A Santa Aliança

(Carla ScalaEjcveS) #1

  • Posso?
    Ele tinha parado no caminho do jardim, nas poucas lajotas que levavam à porta
    da frente. Eva fez que sim. O homem veio ao seu encontro. Ela ficou um bom
    tempo olhando o envelope que estava na mão dele, de papel grosso, creme, com o
    nome de Eva escrito à mão numa caligrafia antiquada.

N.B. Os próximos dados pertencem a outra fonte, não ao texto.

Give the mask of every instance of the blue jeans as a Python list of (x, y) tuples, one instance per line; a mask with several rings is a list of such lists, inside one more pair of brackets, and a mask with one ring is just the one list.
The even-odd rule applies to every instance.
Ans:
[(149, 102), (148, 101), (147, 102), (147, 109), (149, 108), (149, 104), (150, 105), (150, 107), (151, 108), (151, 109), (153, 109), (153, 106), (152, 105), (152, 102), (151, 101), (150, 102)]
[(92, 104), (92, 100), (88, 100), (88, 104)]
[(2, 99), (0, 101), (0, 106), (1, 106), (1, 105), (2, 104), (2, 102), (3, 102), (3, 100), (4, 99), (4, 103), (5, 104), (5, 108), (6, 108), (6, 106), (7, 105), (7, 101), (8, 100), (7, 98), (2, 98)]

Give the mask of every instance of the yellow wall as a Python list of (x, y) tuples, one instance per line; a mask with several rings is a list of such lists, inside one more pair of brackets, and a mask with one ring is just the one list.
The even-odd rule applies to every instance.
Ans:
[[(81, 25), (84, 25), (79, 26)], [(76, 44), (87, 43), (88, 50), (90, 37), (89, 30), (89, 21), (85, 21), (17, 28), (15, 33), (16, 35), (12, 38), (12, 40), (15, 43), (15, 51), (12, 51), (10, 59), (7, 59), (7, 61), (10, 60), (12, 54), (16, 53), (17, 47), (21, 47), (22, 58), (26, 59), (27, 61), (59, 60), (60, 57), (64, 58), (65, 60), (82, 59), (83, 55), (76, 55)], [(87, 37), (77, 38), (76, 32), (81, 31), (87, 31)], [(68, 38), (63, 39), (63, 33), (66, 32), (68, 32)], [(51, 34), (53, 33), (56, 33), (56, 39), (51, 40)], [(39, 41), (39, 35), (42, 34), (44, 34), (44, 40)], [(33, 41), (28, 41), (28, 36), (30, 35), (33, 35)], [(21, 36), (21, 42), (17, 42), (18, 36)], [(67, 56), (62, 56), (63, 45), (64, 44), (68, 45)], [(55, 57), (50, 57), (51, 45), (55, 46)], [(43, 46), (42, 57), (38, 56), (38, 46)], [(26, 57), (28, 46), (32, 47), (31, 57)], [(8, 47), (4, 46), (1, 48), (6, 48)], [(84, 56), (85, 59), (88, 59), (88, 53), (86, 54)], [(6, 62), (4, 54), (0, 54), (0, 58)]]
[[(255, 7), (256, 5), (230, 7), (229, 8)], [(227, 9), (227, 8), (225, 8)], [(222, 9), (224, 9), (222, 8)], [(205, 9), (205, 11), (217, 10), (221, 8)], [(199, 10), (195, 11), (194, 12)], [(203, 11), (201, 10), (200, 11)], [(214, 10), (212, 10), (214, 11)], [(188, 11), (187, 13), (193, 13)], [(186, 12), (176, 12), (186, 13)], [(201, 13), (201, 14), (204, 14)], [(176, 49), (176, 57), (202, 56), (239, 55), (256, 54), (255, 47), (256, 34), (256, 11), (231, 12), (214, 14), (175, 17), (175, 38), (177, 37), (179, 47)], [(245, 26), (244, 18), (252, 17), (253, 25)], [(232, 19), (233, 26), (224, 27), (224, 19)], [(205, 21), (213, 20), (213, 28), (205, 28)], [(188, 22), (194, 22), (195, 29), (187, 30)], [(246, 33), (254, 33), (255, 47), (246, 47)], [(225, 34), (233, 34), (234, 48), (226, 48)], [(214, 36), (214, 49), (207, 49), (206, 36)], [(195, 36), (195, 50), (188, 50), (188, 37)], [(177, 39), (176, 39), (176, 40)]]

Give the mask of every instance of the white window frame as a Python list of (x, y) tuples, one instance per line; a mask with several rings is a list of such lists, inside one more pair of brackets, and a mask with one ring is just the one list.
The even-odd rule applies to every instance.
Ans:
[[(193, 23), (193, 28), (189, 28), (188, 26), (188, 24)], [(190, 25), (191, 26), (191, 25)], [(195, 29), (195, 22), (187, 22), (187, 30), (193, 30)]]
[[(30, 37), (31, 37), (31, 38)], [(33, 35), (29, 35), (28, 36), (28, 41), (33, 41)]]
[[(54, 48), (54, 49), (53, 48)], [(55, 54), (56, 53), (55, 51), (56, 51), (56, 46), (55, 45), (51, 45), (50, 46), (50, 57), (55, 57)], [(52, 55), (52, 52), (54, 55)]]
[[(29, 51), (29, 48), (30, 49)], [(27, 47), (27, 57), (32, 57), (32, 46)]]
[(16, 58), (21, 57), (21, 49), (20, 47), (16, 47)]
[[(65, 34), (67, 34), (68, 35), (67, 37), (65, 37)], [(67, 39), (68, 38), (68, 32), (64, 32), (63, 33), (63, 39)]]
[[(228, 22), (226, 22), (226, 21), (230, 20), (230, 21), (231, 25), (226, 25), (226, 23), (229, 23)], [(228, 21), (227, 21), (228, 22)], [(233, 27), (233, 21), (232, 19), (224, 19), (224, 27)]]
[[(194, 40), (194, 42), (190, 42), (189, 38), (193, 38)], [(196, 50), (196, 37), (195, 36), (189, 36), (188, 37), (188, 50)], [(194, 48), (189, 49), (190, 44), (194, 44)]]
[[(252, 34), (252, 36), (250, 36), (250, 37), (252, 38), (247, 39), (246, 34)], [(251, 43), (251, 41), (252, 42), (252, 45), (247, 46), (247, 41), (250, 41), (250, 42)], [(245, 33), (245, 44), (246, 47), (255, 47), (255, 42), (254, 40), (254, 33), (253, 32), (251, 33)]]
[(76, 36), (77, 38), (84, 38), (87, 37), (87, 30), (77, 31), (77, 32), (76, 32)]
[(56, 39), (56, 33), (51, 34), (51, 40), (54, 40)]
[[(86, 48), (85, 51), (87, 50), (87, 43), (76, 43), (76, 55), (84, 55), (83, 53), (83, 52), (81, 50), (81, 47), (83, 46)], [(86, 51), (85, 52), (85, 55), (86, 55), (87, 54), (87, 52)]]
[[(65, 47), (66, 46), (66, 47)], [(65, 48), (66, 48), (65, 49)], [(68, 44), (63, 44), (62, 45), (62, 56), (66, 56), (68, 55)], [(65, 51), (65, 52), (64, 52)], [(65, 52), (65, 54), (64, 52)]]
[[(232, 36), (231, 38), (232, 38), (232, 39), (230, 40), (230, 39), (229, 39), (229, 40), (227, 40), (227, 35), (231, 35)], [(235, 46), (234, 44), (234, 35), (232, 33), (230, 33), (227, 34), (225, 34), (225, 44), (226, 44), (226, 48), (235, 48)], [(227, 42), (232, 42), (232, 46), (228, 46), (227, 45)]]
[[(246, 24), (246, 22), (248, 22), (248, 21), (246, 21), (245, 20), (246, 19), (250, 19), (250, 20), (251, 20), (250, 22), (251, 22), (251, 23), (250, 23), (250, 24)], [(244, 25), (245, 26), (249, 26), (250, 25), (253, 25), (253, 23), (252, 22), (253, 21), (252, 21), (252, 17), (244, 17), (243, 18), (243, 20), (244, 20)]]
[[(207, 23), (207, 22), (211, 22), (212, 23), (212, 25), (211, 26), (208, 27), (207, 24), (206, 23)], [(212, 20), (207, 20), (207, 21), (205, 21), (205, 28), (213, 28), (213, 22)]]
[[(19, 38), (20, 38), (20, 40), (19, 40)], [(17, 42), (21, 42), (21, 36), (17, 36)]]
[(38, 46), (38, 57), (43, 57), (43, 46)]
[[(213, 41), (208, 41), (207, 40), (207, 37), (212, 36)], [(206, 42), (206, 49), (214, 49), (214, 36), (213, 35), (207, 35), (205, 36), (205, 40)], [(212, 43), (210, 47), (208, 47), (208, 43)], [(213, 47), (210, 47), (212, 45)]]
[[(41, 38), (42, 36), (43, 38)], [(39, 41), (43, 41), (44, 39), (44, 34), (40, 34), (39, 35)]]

  • É para a senhora – disse o homem depois de um tempo, talvez cansado de ficar
    ali com o envelope estendido.
    Eva o pegou.

  • Obrigada.

  • Posso dizer mais uma coisa?

  • O quê?

  • A senhora tem um lindo jardim. Eu me dou muito bem com plantas. Não
    tenho dúvida de que a senhora e eu poderíamos passar boas horas trocando
    experiências – ele disse, e, para rematar, esboçou um sorriso.

  • Com certeza.

  • E agora, com sua licença... – disse o homem, e fez uma ligeira reverência, quase
    imperceptível, antes de girar sobre os calcanhares e voltar para o carro.
    Eva olhou para a carta. Abriu o envelope. Leu. Não entendeu nada. Releu, a
    começar do cabeçalho impresso: “Capítulo das Ordens Régias de Cavalaria da
    Dinamarca”. Depois o conteúdo, uma única frase: “Em 13 de junho, Sua Majestade
    a rainha outorgou à jornalista Eva Katz a Cruz de Cavaleiro de Primeira Classe”.
    Eva sentou na escada. Tornou a ler a carta. Gostava das palavras: à jornalista Eva
    Katz. Se a intenção era aquela, funcionava. “Se não podem acabar com a gente, eles
    nos convidam a entrar, nos envolvem.” Veio à tona uma lembrança, como
    costumam fazer as lembranças quando a gente tenta compreender algo e só as
    vivências passadas ajudam nisso. Lembrou-se de quando, menina, sentada na
    cozinha, não queria fazer a lição de casa e gritava isso ao pai. Ele sempre acabava
    dizendo: “Então você fica não querendo – mas vai, sim, ter que obedecer”.